Just like it was said by Franco in the previous answer you can use the --network tag to deploy to the node you're running. For easy deployment, you can use the hardhat deploy plugin.

I would like to add that you make the app you're running locally accessible to other people by running ngrok for example. Since the node you're running is on localhost:8545, you could run ngrok http 8545 which will give you a url like https://XXXX-XXXX.ngrok.io
You can then share that link with other people (they can input it into their Metamask or you could use it in your web application. It's a great way of testing your app quickly from your localhost

1

When you run a Hardhat task without specifying a network with the --network param, a temporary, in-process Hardhat network is created for that task. That network doesn't open any port, it's just available for that task.

The node task is a built-in task which starts an HTTP server, making the Hardhat network available (in localhost:8545 by default).

So what you can do is start a node in one terminal, and then run any other task (for example, your deploy) in another one using --network localhost.
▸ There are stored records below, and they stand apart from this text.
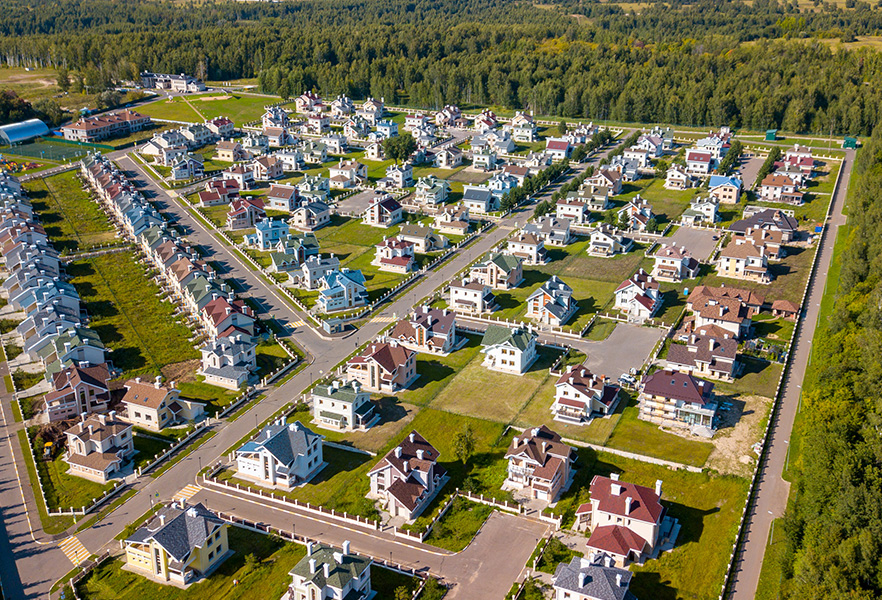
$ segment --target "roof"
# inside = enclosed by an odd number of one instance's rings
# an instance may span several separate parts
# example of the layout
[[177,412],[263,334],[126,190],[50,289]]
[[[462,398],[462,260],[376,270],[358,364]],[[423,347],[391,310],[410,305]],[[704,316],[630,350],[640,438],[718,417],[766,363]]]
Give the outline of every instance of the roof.
[[0,126],[0,141],[6,144],[26,142],[49,134],[49,127],[40,119],[28,119],[19,123]]
[[711,401],[714,384],[689,373],[663,370],[644,378],[641,389],[651,396],[703,406]]

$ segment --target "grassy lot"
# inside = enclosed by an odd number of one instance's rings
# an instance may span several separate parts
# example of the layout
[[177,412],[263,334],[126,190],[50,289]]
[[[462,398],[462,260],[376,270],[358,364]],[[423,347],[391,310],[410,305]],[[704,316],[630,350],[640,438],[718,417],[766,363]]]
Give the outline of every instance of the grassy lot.
[[697,467],[707,462],[707,457],[714,449],[713,444],[664,432],[658,425],[638,419],[637,412],[636,401],[623,409],[622,417],[607,442],[608,446]]
[[116,231],[76,172],[68,171],[25,184],[46,233],[59,252],[87,250],[116,240]]
[[67,272],[89,312],[89,326],[127,376],[158,375],[166,365],[199,357],[190,330],[176,320],[174,306],[157,296],[152,272],[133,253],[76,261]]

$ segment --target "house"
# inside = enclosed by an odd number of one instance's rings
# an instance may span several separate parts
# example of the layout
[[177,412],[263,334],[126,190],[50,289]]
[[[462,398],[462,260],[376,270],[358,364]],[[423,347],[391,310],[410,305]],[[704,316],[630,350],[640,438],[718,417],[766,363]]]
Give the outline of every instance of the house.
[[331,222],[331,207],[321,200],[301,200],[291,211],[288,224],[298,231],[316,231]]
[[590,507],[585,507],[591,531],[588,549],[610,556],[619,567],[655,554],[673,527],[661,503],[661,487],[661,480],[651,489],[621,481],[618,473],[595,475],[589,487]]
[[464,185],[462,203],[467,210],[486,214],[499,210],[499,200],[485,187],[479,185]]
[[549,260],[545,242],[532,233],[519,233],[509,238],[506,253],[520,258],[528,265],[544,265]]
[[629,252],[633,245],[634,240],[619,233],[615,227],[600,223],[591,230],[587,252],[591,256],[615,256]]
[[600,169],[591,177],[585,179],[582,185],[602,186],[609,190],[611,196],[622,193],[622,174],[618,171]]
[[766,202],[784,202],[797,206],[803,202],[803,194],[796,189],[793,180],[777,173],[766,175],[760,182],[759,196]]
[[270,191],[264,199],[264,207],[269,210],[291,212],[300,205],[300,193],[293,185],[270,184]]
[[765,246],[730,241],[720,250],[716,261],[717,274],[759,283],[770,283],[769,259]]
[[555,600],[635,600],[628,591],[631,577],[630,571],[595,552],[589,558],[574,556],[569,563],[557,565],[551,585]]
[[250,229],[266,219],[263,200],[256,197],[236,198],[227,212],[227,228]]
[[524,280],[523,260],[510,254],[491,252],[472,265],[469,278],[496,290],[516,288]]
[[532,500],[555,502],[570,484],[576,450],[542,425],[512,438],[505,458],[508,469],[503,490],[524,490]]
[[256,348],[250,335],[236,334],[209,341],[200,349],[200,373],[205,376],[205,383],[229,390],[248,385],[248,378],[257,370]]
[[288,223],[276,219],[264,219],[255,225],[254,233],[246,235],[243,244],[257,250],[272,250],[280,240],[288,237]]
[[448,146],[435,153],[435,166],[441,169],[455,169],[462,165],[462,150]]
[[388,228],[404,219],[401,205],[391,195],[377,192],[370,206],[364,212],[362,220],[371,227]]
[[136,427],[161,431],[179,421],[195,421],[204,415],[204,406],[180,398],[180,391],[175,389],[174,383],[166,387],[162,385],[161,377],[157,377],[154,383],[141,381],[140,377],[130,379],[124,386],[126,393],[121,401],[124,410],[121,418]]
[[712,198],[723,204],[738,204],[741,201],[741,180],[737,177],[711,175],[707,190]]
[[52,391],[43,396],[42,411],[50,423],[104,412],[110,402],[109,381],[106,363],[65,367],[52,377]]
[[449,354],[457,344],[456,313],[421,306],[392,328],[388,339],[425,354]]
[[240,190],[250,190],[254,187],[254,171],[251,168],[237,165],[224,171],[221,176],[235,181]]
[[438,457],[426,438],[411,431],[368,471],[368,498],[379,500],[393,517],[416,519],[447,482]]
[[731,332],[708,325],[693,333],[685,344],[668,348],[667,366],[682,373],[734,381],[738,340]]
[[662,281],[683,281],[698,276],[698,261],[684,247],[662,244],[650,256],[655,261],[652,276]]
[[328,170],[331,189],[346,190],[367,180],[367,167],[357,160],[340,159]]
[[275,156],[261,156],[255,159],[249,166],[254,173],[255,181],[279,179],[285,174],[282,170],[282,161]]
[[355,112],[355,103],[346,95],[337,96],[331,102],[330,112],[332,117],[346,117]]
[[448,194],[450,194],[450,184],[443,179],[429,175],[417,180],[415,194],[417,204],[424,206],[444,204],[447,202]]
[[409,273],[417,269],[413,242],[406,242],[399,237],[383,238],[374,248],[375,255],[371,264],[381,271]]
[[619,403],[619,388],[580,365],[570,365],[554,384],[551,415],[555,421],[585,425],[595,416],[611,415]]
[[456,311],[477,313],[490,312],[496,307],[496,298],[490,286],[468,279],[455,279],[450,282],[448,304]]
[[665,189],[687,190],[695,187],[698,180],[686,170],[686,167],[674,164],[665,173]]
[[628,320],[642,323],[651,319],[662,304],[658,281],[639,269],[616,288],[615,308],[628,315]]
[[792,216],[777,209],[763,209],[758,213],[740,219],[729,226],[730,231],[746,233],[748,229],[765,229],[767,231],[780,231],[781,242],[786,244],[793,240],[799,229],[799,224]]
[[435,213],[435,228],[440,233],[466,235],[470,226],[469,209],[465,206],[441,206]]
[[700,150],[686,151],[686,172],[690,175],[710,175],[714,168],[714,159],[709,152]]
[[543,215],[535,222],[527,223],[524,233],[535,235],[548,246],[566,246],[572,241],[570,221],[551,215]]
[[577,308],[573,288],[553,275],[527,297],[526,316],[546,325],[561,327]]
[[346,374],[372,392],[406,390],[419,377],[416,352],[395,340],[375,342],[349,359]]
[[307,290],[317,289],[321,286],[326,275],[339,270],[339,268],[340,259],[333,254],[325,257],[310,256],[300,265],[302,274],[298,278],[298,282]]
[[412,243],[414,252],[419,254],[442,250],[448,245],[446,237],[435,233],[430,227],[420,223],[402,225],[401,231],[398,233],[398,239]]
[[694,226],[699,223],[708,223],[712,225],[720,218],[720,215],[717,212],[719,205],[720,200],[713,196],[708,196],[707,198],[698,196],[693,198],[689,203],[689,208],[684,210],[683,214],[680,215],[680,221],[682,221],[684,225],[689,226]]
[[532,329],[489,325],[481,339],[481,365],[491,371],[523,375],[539,357]]
[[342,550],[309,542],[306,556],[288,572],[291,584],[281,600],[370,600],[376,596],[371,589],[372,563],[370,558],[350,553],[349,542],[343,542]]
[[236,475],[261,487],[291,490],[327,465],[323,437],[300,421],[286,423],[281,418],[236,450]]
[[326,313],[364,306],[368,301],[364,282],[364,275],[358,269],[331,271],[319,282],[316,306]]
[[713,383],[689,373],[656,371],[640,383],[637,416],[666,427],[713,430],[719,410],[713,390]]
[[123,463],[135,453],[132,426],[107,415],[83,413],[80,421],[64,432],[67,451],[64,462],[68,473],[106,484],[119,473]]
[[339,379],[313,388],[312,416],[319,427],[335,431],[367,431],[380,420],[370,392],[357,381]]
[[413,185],[413,165],[406,162],[402,165],[393,164],[386,167],[386,178],[391,180],[393,187],[404,189]]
This is just a default network that connects to localhost:8545, there's nothing special about it.

I wrote a more in-depth explainer here if you want to learn more.

1

Exposing an RPC from an existing script can be done by calling the node task.

  1. Make sure you've setup forking for hardhat in hardhat.config.ts
  2. Create a new script file to run at start.js with the code:
async function start() {
 const { run } = require("hardhat");
 // deploy your contact here
 await run("node");
 await new Promise(() => setTimeout(()=>{}, 2147483647)); // until ctrl+c
}
start() // + then/catch
  1. Run it with npx hardhat run start.js --network hardhat
1
  • Thanks for the answer, you are all correct and I figured it out, it's a matter of connecting to the spun up 8485 network!